Last week at the World Economic Forum, echoing comments from their economic competitors, Google and Facebook were described as “menaces” by investor and philanthropist George Soros. Furthermore, Facebook was compared to the tobacco industry and described as needing regulation by Salesforce.com CEO Marc Benioff.
As another example, the world’s largest public relations firm Edelman published its annual Trust Barometer survey, which provided several illustrations of the decline in trust of digital media platforms. Further, over the weekend, The New York Times published an extensive article primarily documenting how influencers buy followers on Twitter (although this practice is not unique to Twitter), serving to further illuminate the seedy side of digital media.
Stocks within the sector have appeared to be mostly immune from these concerns so far, largely because revenue growth (for Facebook and Alphabet at least) has continued to outpace investor expectations. We wanted to update our perspective on whether large brand marketers will eventually react, and so reached out to a number of practitioners within marketing organizations across a wide range of categories in recent days.
My takeaway is that as long as there is no expectation of a negative brand impact from running ads on those platforms and as long as near-term user or usage trends are not impacted by negative news, ad budget plans will not change in any meaningful way.
To illustrate where budget changes may or may not occur, we have observed that marketers will not typically give a second thought to running ads on social media platforms adjacent to brand-unsafe text-based content if it occurs in a feed. However, they do harbor concerns about ad units they consider to be directly associated with certain types of video-based content (including illegal acts, sex and/or violence) via pre or mid-roll video ad units. This explains why there was a reduction in spending on YouTube by many brands last year (albeit one that was not identifiable to investors because of Alphabet’s limited disclosures).

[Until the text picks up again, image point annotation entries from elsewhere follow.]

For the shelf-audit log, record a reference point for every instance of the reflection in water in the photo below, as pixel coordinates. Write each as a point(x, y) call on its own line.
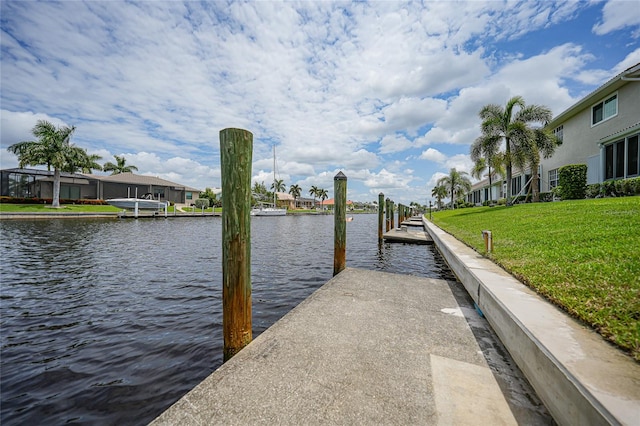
point(110, 322)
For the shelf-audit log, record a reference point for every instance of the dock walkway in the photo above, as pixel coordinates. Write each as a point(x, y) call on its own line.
point(368, 348)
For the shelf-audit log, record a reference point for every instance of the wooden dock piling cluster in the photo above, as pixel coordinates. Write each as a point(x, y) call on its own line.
point(387, 230)
point(236, 149)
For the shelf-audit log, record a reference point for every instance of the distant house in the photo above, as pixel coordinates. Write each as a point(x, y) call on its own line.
point(328, 204)
point(601, 130)
point(31, 183)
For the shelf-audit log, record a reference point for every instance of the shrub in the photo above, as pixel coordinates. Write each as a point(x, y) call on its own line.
point(572, 179)
point(593, 190)
point(545, 197)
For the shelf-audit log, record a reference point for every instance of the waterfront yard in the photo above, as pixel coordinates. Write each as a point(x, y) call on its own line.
point(582, 255)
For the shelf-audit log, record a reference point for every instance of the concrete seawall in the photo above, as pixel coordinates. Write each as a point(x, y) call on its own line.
point(582, 379)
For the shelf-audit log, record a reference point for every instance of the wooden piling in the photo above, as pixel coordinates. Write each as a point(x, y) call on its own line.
point(380, 216)
point(236, 149)
point(391, 207)
point(340, 223)
point(387, 212)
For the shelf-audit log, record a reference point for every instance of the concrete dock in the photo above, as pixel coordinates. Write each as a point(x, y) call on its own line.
point(377, 348)
point(368, 348)
point(411, 231)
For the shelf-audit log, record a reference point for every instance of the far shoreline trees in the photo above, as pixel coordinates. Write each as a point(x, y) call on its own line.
point(53, 149)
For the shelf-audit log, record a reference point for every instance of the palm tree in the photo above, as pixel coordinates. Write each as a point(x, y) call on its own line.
point(119, 167)
point(314, 192)
point(544, 142)
point(52, 149)
point(295, 191)
point(511, 126)
point(457, 182)
point(485, 153)
point(440, 192)
point(323, 195)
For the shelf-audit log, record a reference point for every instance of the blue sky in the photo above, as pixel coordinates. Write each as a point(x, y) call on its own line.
point(386, 92)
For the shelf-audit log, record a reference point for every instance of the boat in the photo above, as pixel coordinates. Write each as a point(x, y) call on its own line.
point(146, 202)
point(266, 209)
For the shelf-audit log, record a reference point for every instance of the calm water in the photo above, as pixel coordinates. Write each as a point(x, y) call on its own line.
point(111, 321)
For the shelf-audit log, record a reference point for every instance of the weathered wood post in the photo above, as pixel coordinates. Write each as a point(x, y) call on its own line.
point(340, 223)
point(386, 210)
point(380, 216)
point(391, 207)
point(236, 149)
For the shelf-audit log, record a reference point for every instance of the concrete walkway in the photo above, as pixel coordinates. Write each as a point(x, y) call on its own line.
point(368, 348)
point(581, 378)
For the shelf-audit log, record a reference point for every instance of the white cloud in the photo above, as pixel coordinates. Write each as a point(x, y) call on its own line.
point(433, 155)
point(617, 15)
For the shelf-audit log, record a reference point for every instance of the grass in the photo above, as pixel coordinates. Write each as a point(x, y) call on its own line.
point(582, 255)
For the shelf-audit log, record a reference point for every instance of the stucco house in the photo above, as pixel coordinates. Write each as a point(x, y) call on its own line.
point(601, 130)
point(30, 183)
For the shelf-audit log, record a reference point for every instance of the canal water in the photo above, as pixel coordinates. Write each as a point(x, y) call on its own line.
point(111, 321)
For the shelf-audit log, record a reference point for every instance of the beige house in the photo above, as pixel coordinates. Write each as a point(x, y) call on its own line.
point(34, 183)
point(601, 131)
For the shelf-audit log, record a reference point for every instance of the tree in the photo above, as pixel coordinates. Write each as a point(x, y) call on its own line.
point(457, 183)
point(511, 125)
point(52, 149)
point(543, 142)
point(295, 192)
point(440, 192)
point(323, 195)
point(485, 153)
point(278, 185)
point(119, 167)
point(314, 192)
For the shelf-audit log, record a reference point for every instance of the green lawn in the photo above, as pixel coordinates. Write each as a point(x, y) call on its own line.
point(582, 255)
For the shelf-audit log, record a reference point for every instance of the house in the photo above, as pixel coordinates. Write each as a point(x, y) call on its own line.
point(601, 130)
point(34, 183)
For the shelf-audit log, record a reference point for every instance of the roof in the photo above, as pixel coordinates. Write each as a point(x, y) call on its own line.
point(141, 180)
point(630, 74)
point(331, 202)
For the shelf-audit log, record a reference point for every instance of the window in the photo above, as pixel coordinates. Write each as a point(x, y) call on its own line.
point(604, 110)
point(558, 132)
point(553, 179)
point(632, 156)
point(615, 159)
point(608, 162)
point(619, 153)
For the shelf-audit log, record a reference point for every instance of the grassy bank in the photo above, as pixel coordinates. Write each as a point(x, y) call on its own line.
point(582, 255)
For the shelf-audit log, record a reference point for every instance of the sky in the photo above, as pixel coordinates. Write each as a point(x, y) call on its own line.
point(387, 92)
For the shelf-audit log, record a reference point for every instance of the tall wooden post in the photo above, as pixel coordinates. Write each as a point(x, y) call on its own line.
point(340, 223)
point(391, 207)
point(236, 149)
point(380, 216)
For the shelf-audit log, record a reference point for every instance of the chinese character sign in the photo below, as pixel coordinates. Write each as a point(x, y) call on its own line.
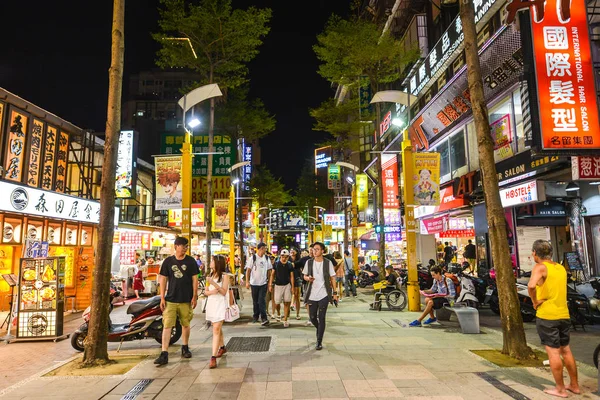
point(585, 168)
point(334, 180)
point(426, 179)
point(15, 145)
point(168, 182)
point(125, 173)
point(389, 166)
point(35, 153)
point(565, 77)
point(362, 192)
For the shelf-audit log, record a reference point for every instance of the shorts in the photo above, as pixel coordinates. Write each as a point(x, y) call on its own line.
point(439, 302)
point(282, 294)
point(177, 311)
point(553, 333)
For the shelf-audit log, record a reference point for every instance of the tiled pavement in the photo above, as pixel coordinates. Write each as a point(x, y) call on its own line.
point(366, 355)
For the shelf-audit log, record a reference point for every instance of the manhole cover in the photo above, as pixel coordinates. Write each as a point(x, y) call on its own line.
point(248, 344)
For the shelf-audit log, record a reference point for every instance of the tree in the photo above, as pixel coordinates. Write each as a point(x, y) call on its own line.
point(225, 40)
point(268, 191)
point(96, 350)
point(514, 340)
point(311, 190)
point(351, 49)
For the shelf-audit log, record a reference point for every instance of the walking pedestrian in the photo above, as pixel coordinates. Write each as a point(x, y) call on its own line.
point(295, 259)
point(349, 268)
point(281, 283)
point(319, 274)
point(257, 269)
point(178, 301)
point(547, 288)
point(216, 304)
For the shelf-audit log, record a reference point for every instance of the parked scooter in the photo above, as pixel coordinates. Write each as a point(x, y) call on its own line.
point(146, 323)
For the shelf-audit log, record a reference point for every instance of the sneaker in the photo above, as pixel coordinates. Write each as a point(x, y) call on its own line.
point(162, 359)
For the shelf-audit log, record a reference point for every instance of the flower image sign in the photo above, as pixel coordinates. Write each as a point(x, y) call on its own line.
point(426, 179)
point(168, 182)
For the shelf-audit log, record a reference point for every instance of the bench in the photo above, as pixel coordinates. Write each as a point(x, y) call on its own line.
point(468, 317)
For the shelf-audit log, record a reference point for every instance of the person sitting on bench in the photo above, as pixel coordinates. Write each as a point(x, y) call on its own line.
point(436, 297)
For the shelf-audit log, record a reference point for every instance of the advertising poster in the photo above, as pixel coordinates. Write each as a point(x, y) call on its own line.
point(220, 215)
point(567, 98)
point(426, 179)
point(389, 166)
point(168, 182)
point(362, 192)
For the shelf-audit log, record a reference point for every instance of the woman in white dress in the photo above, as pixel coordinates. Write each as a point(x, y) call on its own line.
point(216, 291)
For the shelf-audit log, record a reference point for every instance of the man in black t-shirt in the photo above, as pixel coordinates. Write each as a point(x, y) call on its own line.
point(178, 281)
point(283, 276)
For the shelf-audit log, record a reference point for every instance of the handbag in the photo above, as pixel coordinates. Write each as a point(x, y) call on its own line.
point(232, 312)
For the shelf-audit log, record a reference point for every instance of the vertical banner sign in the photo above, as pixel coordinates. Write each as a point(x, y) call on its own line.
point(565, 76)
point(220, 215)
point(426, 179)
point(49, 158)
point(61, 162)
point(362, 192)
point(389, 166)
point(334, 180)
point(35, 153)
point(15, 149)
point(168, 178)
point(124, 180)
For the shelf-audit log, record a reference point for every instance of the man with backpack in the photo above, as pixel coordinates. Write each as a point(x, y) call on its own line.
point(320, 275)
point(257, 269)
point(441, 290)
point(349, 269)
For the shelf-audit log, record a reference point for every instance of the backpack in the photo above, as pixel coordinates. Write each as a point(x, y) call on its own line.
point(455, 281)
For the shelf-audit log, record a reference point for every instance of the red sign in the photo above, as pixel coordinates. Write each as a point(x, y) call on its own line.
point(434, 225)
point(448, 201)
point(390, 181)
point(585, 168)
point(456, 233)
point(565, 76)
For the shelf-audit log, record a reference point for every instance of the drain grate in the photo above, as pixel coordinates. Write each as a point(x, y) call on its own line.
point(253, 344)
point(501, 386)
point(137, 389)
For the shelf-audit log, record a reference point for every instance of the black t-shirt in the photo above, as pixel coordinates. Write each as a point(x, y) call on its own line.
point(179, 274)
point(282, 273)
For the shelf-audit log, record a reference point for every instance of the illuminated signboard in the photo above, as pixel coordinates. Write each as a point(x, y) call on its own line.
point(125, 173)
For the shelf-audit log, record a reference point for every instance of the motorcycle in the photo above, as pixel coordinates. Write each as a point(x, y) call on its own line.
point(146, 323)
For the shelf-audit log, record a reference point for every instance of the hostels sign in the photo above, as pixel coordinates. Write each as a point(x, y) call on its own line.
point(563, 85)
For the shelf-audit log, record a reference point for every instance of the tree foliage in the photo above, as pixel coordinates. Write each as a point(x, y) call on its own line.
point(243, 117)
point(268, 191)
point(224, 39)
point(352, 48)
point(311, 190)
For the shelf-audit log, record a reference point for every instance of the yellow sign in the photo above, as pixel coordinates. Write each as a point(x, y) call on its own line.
point(362, 192)
point(426, 179)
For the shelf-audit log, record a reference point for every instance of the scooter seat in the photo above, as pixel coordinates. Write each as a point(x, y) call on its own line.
point(142, 305)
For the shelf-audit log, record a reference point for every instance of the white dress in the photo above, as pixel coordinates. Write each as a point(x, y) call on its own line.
point(216, 304)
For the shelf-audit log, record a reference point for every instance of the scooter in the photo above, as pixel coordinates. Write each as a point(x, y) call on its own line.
point(146, 323)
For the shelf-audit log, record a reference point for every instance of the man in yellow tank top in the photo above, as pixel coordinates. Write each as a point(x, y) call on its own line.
point(548, 290)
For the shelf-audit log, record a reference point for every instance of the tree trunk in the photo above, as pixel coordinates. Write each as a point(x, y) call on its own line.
point(380, 193)
point(209, 192)
point(96, 351)
point(515, 343)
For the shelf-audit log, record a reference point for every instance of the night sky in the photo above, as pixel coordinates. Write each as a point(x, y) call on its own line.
point(57, 54)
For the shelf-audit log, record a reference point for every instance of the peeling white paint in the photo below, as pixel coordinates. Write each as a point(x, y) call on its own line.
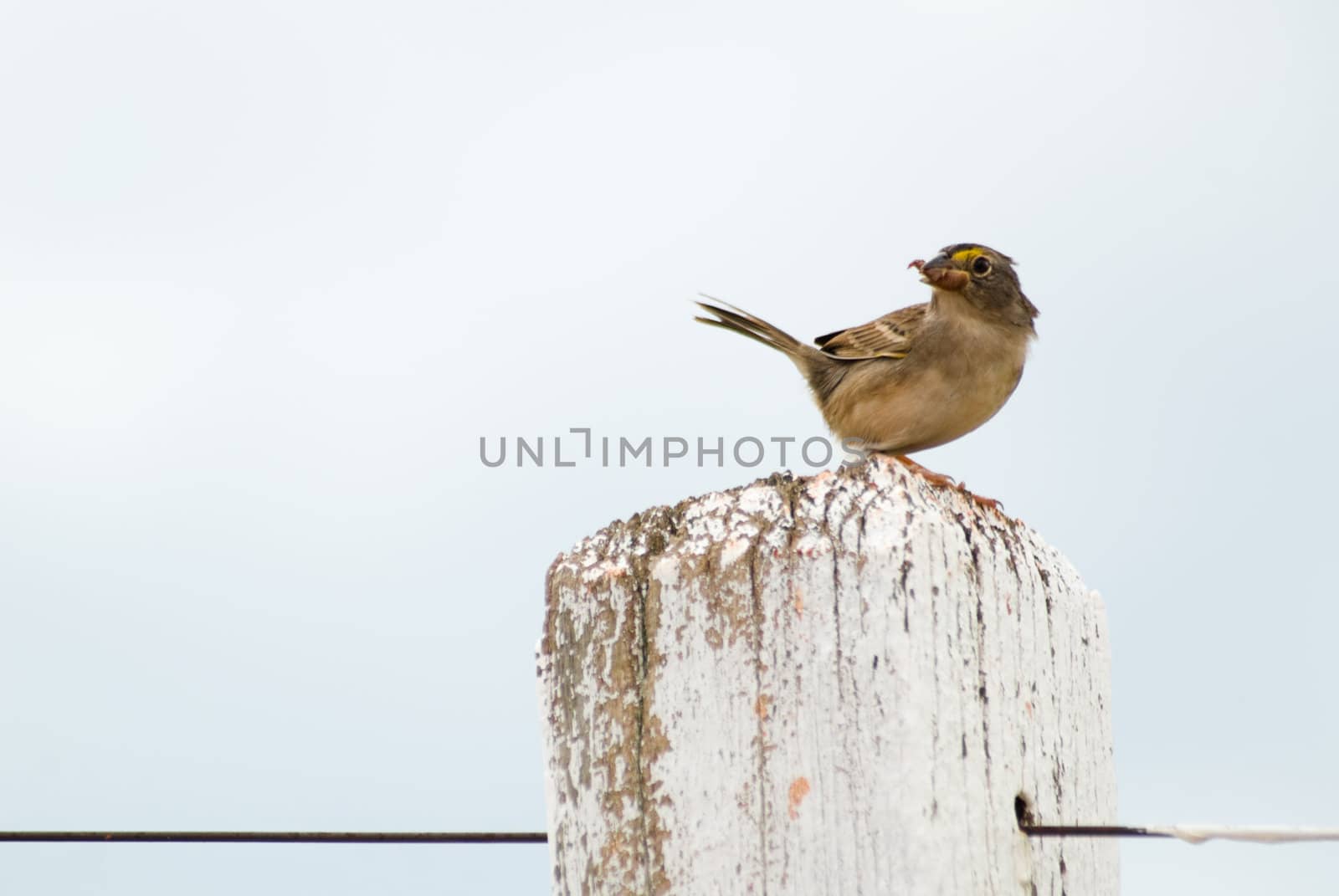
point(845, 701)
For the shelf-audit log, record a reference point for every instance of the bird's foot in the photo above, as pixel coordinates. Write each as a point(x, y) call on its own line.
point(930, 476)
point(948, 483)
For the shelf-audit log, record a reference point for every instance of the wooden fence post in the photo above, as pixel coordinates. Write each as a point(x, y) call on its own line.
point(848, 684)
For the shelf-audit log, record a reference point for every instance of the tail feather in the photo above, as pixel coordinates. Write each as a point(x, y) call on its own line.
point(820, 370)
point(738, 320)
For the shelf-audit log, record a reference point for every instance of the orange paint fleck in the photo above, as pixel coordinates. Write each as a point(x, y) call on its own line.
point(798, 791)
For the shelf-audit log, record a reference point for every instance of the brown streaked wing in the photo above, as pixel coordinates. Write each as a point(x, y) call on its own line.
point(888, 336)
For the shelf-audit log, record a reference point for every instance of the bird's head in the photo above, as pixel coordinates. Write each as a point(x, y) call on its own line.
point(982, 276)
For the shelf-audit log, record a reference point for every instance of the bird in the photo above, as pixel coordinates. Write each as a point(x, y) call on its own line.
point(923, 376)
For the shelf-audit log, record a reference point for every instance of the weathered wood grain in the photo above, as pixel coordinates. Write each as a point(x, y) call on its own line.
point(834, 684)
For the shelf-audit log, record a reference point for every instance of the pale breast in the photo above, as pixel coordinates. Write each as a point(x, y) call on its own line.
point(961, 374)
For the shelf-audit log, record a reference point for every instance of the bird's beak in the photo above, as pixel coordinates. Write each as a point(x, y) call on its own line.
point(941, 274)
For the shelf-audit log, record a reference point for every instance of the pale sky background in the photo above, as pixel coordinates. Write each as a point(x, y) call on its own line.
point(268, 271)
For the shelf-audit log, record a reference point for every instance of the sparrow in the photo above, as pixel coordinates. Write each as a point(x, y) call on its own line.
point(923, 376)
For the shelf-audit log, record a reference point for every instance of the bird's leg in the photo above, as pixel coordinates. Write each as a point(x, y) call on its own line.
point(930, 476)
point(948, 483)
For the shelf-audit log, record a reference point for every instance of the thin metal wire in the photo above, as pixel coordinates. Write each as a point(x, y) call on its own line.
point(1089, 831)
point(271, 837)
point(1187, 833)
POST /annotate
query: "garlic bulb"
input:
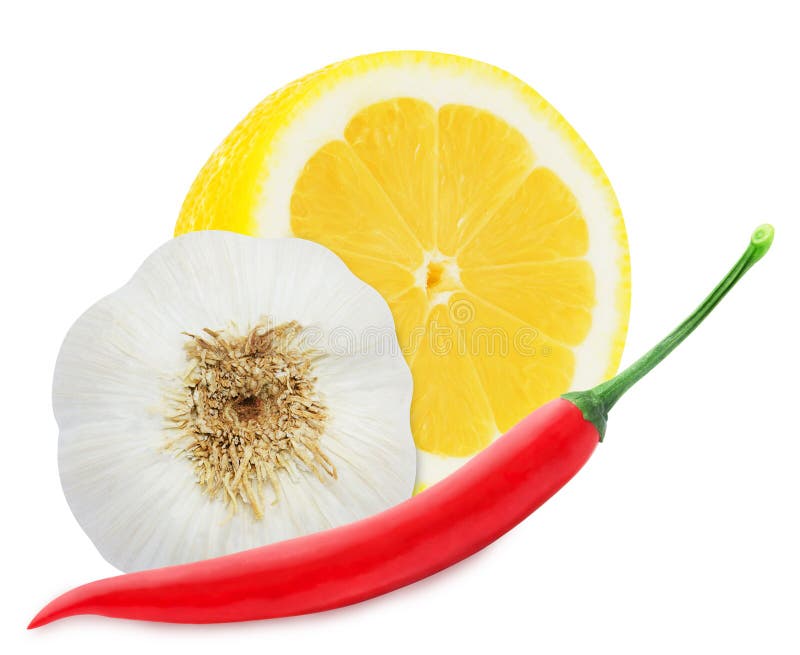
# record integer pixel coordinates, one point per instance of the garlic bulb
(237, 391)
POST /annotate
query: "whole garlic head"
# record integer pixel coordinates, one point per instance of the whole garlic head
(236, 392)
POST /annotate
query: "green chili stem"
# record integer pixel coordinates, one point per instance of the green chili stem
(595, 403)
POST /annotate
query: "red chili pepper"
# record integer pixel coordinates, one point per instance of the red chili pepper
(441, 526)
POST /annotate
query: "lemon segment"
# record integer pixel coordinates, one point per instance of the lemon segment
(406, 128)
(481, 161)
(450, 410)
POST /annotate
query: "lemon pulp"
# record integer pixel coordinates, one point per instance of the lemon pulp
(487, 256)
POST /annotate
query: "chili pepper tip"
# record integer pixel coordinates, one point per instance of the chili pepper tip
(762, 238)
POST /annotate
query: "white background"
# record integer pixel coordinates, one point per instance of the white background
(681, 534)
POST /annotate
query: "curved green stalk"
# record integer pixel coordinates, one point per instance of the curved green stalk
(595, 403)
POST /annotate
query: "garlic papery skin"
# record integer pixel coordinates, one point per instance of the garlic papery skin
(132, 472)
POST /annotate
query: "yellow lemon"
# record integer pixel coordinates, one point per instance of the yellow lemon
(469, 203)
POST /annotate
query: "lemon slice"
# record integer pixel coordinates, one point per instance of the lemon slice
(469, 203)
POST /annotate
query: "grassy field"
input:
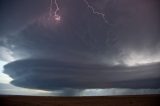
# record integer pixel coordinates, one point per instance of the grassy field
(145, 100)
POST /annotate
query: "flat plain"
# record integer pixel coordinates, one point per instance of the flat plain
(141, 100)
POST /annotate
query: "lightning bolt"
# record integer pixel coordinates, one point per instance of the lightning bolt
(96, 12)
(54, 14)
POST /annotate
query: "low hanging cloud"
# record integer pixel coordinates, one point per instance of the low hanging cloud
(48, 74)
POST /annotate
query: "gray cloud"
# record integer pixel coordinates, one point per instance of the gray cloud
(82, 52)
(47, 74)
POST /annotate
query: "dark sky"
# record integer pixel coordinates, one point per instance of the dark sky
(81, 51)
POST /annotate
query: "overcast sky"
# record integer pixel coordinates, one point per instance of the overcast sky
(79, 47)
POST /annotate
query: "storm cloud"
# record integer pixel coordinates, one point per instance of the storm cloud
(81, 51)
(53, 75)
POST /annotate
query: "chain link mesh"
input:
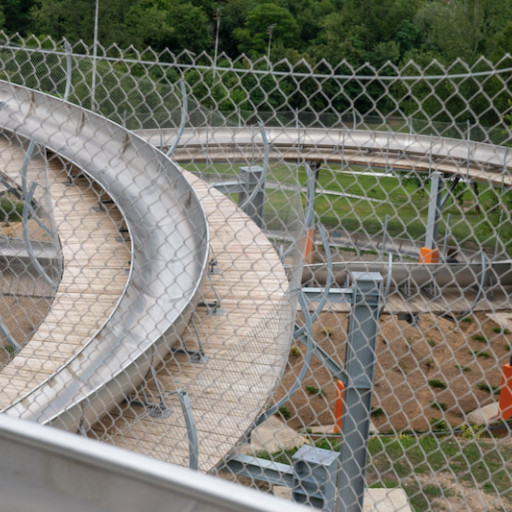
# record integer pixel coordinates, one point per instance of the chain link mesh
(162, 345)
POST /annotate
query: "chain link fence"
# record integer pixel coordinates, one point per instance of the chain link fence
(152, 303)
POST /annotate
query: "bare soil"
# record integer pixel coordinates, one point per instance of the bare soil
(461, 356)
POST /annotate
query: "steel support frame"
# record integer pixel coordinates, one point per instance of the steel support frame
(313, 477)
(359, 372)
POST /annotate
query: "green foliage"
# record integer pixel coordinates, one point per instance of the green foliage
(439, 424)
(480, 353)
(493, 390)
(437, 384)
(284, 412)
(441, 406)
(377, 412)
(295, 351)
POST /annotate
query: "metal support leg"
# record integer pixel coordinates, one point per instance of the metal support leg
(359, 369)
(252, 198)
(196, 356)
(434, 210)
(314, 477)
(159, 410)
(193, 445)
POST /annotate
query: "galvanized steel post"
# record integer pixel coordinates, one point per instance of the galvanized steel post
(434, 210)
(359, 371)
(251, 202)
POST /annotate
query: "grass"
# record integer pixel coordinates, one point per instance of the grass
(437, 384)
(493, 390)
(480, 353)
(439, 424)
(284, 412)
(441, 406)
(476, 462)
(394, 461)
(394, 195)
(295, 351)
(377, 412)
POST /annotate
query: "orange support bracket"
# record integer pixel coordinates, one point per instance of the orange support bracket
(338, 406)
(505, 403)
(429, 255)
(310, 245)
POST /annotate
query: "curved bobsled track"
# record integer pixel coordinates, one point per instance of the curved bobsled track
(162, 278)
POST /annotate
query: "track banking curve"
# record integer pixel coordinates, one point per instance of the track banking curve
(169, 255)
(169, 231)
(388, 150)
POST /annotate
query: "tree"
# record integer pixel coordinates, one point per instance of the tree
(254, 36)
(16, 15)
(463, 29)
(168, 24)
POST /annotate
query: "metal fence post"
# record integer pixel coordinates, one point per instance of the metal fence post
(359, 371)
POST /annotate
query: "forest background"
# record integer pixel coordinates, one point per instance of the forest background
(373, 31)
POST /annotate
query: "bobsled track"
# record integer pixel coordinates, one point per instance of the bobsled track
(129, 306)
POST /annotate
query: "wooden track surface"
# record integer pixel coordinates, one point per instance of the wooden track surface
(247, 348)
(96, 262)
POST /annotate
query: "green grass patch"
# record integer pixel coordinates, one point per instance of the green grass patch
(500, 330)
(439, 424)
(437, 384)
(493, 390)
(377, 412)
(441, 406)
(360, 203)
(473, 461)
(295, 351)
(480, 353)
(284, 412)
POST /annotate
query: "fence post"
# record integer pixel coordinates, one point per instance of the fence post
(359, 371)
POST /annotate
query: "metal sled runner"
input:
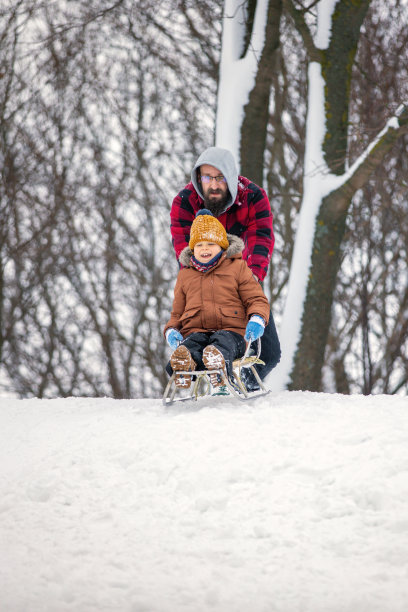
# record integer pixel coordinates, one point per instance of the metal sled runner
(201, 386)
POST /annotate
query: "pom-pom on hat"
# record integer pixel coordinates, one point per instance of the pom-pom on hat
(206, 227)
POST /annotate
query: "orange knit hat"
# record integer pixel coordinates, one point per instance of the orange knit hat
(206, 227)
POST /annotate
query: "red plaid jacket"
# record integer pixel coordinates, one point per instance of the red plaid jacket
(249, 217)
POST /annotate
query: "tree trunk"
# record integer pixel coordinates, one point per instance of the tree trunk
(326, 259)
(256, 111)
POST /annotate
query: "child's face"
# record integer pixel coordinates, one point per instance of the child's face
(205, 251)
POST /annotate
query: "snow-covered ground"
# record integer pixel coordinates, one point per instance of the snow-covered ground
(297, 502)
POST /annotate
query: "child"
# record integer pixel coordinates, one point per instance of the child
(214, 296)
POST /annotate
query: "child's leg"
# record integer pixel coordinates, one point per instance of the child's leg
(195, 344)
(230, 344)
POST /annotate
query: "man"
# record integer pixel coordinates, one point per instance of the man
(244, 210)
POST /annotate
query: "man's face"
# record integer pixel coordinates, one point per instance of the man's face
(214, 187)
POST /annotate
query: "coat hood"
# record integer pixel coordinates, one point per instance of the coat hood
(236, 246)
(223, 160)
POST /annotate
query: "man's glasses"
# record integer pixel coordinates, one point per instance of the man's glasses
(206, 178)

More generally, as long as there is no broadly held perception that consumers’ opinions of marketers’ brands are negatively impacted by their presence on digital media platforms, marketers mostly will not change their budget allocations. In some ways this is similar to what did and did not happen to television: from its earliest days there have been concerns around television’s negative effects on people and society. Those concerns did not appear to limit growth of the medium, although advertisers came to express preferences for certain types of content on that platform, and it is likely that something similar will continue to occur with digital media.
Investors should not entirely ignore the noise such as that which came out of Davos this past week. However, it seems that other risks will continue to warrant more attention, such as regulatory moves, decelerating growth due to market saturation and rising costs associated with investments in content and infrastructure.